If you are a coach, boss, spouse, friend, family member or human, there has been a time or two when you have been in the position to give feedback, criticism or commentary to someone. No matter how much you would like to mind your own business and stay out of it, your opinion is going to be asked for. You can’t get away from it.
Let’s get really honest here. Shall we?
Sometimes, you don’t mind your own business and you give your opinion when it’s not asked for.
After all, isn’t that mostly what Facebook, Twitter and the rest of social media is all about? People plopping their opinions all over the internet in a free-fall of helpful and not-so-helpful feedback? Think about it, if people stopped sharing their thoughts and feedback on Social Media, the concept would be as deserted as a school hallway on winter break.
The concept of “Mind Your Own Business” in Social Media is null and void. Simply by putting ourselves out there and commenting, we have given unstated permission for people to start commenting and giving their point of view. That’s the game. That is what it is all about.
How is Social Media Different than Aunt Bessie’s Thanksgiving Dinner Table?
What happens when we step off the pages of social media? Are these behaviors being carried out in our real lives too? Do we come armed to the holiday gatherings with our arsenal full of sentences that stars with “If you ask me…“I think you should…” “I always say…” Or the bully version-“If you had any sense at all you would…”
What has happened to our boundaries? How about our manners?
I’ll admit, my social media friends and in-person relationships are filled to the brim with respectful, supportive, kind and funny people who I enjoy spending time with. That’s the way I like it and those who aren’t in the above categories are quietly ushered off to the sidelines with a smile and wish of good will. I simply don’t have the time, desire or inclination to fill my life with well-meaning negativity.

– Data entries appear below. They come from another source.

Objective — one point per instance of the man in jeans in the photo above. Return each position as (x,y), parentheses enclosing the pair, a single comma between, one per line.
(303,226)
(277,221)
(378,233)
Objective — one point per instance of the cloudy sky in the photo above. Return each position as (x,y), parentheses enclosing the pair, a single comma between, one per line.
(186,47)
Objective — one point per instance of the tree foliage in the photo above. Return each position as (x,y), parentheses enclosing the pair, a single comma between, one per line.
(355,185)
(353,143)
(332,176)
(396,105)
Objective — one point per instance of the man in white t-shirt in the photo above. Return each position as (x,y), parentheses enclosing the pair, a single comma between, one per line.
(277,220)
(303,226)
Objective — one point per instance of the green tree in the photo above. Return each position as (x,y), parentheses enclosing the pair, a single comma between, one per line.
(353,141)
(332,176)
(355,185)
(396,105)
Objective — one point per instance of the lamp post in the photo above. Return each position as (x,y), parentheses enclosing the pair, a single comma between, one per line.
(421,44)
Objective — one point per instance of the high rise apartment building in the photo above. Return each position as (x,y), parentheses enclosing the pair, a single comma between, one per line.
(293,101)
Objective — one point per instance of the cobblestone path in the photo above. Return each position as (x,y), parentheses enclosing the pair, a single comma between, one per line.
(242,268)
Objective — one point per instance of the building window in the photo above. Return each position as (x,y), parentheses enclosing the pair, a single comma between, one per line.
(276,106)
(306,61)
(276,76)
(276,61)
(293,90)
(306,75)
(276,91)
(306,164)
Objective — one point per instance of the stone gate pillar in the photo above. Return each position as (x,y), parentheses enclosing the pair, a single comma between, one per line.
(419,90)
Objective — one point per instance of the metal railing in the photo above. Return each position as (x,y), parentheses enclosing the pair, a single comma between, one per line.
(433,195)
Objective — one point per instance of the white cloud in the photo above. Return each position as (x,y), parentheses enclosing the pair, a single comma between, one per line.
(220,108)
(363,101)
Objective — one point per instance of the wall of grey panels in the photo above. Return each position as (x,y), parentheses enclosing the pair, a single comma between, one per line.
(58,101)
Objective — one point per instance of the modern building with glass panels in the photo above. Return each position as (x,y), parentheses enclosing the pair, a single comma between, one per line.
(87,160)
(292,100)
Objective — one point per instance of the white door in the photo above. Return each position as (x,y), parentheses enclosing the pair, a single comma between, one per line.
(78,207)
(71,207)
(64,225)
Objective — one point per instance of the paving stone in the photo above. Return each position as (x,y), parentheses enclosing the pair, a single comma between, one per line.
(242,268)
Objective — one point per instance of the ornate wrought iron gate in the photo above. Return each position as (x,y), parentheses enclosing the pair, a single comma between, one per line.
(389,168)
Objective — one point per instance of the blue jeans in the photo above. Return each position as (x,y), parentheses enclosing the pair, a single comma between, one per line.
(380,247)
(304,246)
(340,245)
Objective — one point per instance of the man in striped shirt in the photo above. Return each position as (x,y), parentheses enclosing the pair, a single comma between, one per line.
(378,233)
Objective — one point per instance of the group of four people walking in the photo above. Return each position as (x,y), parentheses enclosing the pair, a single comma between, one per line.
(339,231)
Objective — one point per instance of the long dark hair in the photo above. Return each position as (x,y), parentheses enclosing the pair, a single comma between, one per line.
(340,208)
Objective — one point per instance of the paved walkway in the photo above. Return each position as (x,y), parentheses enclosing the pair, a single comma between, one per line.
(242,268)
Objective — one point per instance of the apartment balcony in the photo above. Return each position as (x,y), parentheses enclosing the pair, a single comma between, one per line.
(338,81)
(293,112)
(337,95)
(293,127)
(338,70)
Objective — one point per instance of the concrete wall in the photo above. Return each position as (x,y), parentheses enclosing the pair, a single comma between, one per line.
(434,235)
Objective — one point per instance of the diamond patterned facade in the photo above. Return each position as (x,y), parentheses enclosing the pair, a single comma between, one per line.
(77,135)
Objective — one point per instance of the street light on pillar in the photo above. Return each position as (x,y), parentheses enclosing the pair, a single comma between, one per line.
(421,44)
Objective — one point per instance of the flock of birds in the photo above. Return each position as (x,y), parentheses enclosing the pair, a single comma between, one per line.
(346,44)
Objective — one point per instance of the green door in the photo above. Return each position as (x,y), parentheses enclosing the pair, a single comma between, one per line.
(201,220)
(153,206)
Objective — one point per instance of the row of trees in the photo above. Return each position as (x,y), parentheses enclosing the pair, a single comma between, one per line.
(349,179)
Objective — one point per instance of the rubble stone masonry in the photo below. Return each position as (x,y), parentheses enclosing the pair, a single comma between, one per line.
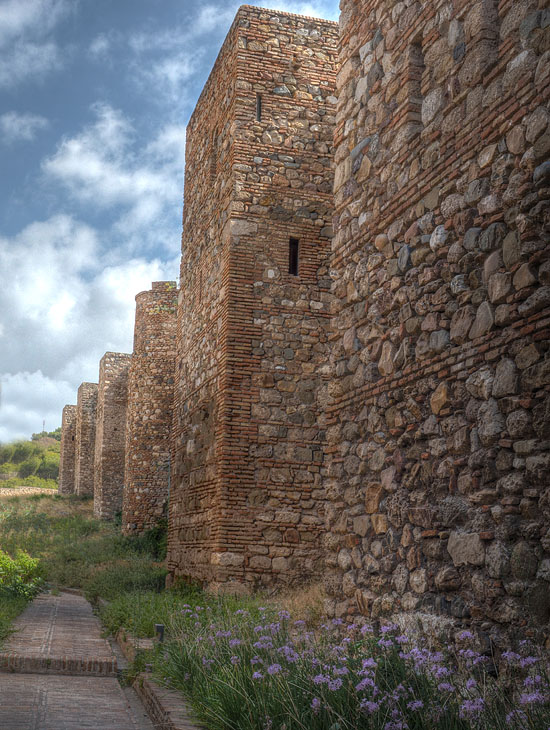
(85,438)
(67,452)
(149,409)
(438,458)
(246,498)
(110,434)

Yet I hear complaints from friends and clients about how So-and-So said this, and that, and really hurt their feelings or made them second guess their own thoughts, path or dreams. Some carelessly tossed comments landed like a grenade and have set them spiraling backward and ducking for cover in both their social media lives and their in person relationships.
Is this happening to you?
Or worse, could you be the one tossing the word grenades without even a clue?
Could I?
Sadly, we probably are and don’t even know it. I know I have tossed my fair share of them in the past. I have a reputation for being blunt and it has been a lifetime learning experience to temper my Bluntness with Grace. I’ve taken many an elbow to the ribs from my adult kids and best friends when I forget too. ( They have permission to remind me.) On this lesson of word grenades, I speak from experience.
The last thing I ever want to do is cause pain with words. As a writer, I know full well the power words have to heal or hurt. I have a mission in my life to use my words to heal. But as a human, sadly, I fail at that mission sometimes.
Sometimes life gives us powerful reminders to pay extra attention to the word grenades we are holding in our hands. We need to be even more careful to look at our words from someone else’s perspective and not our own before flinging those hurtful grenades without a care.
Many of the roles in our lives make it easy to be critical or thoughtless.
Parenting is a difficult job, (I think the hardest) and our words have the power to scar for life and yet, it’s the easiest place to let loose lips fly. This is my most challenging area. And I have learned from personal experience, that self-care is my best defense. I am never at my best when I am overtired, overworked or harried.
Being a boss, we forget that our criticism and harsh commentary shapes an employee’s job satisfaction, their self esteem and ability to move forward. We can say we are offering constructive criticism, but is it always that constructive? Or is it really more destructive?
As coaches and mentors, it’s our place to offer constructive insights, helpful tips and feedback. However, do they leave their time with us feeling energized or beaten down?
How about as friends? Spouses? Family members? Are we as careful as we could be to be sure our words are helpful? Do we take the time to think about if our words are helping or hurting the people we love most?
Words matter. Our opinions matter, our constructive comments, feedback and insights can change a life. But carelessly tossed, they can also harm one too.
Take an extra moment to stop and remember that your words can be a grenade or a healing balm. Which one will you pack when you leave the house?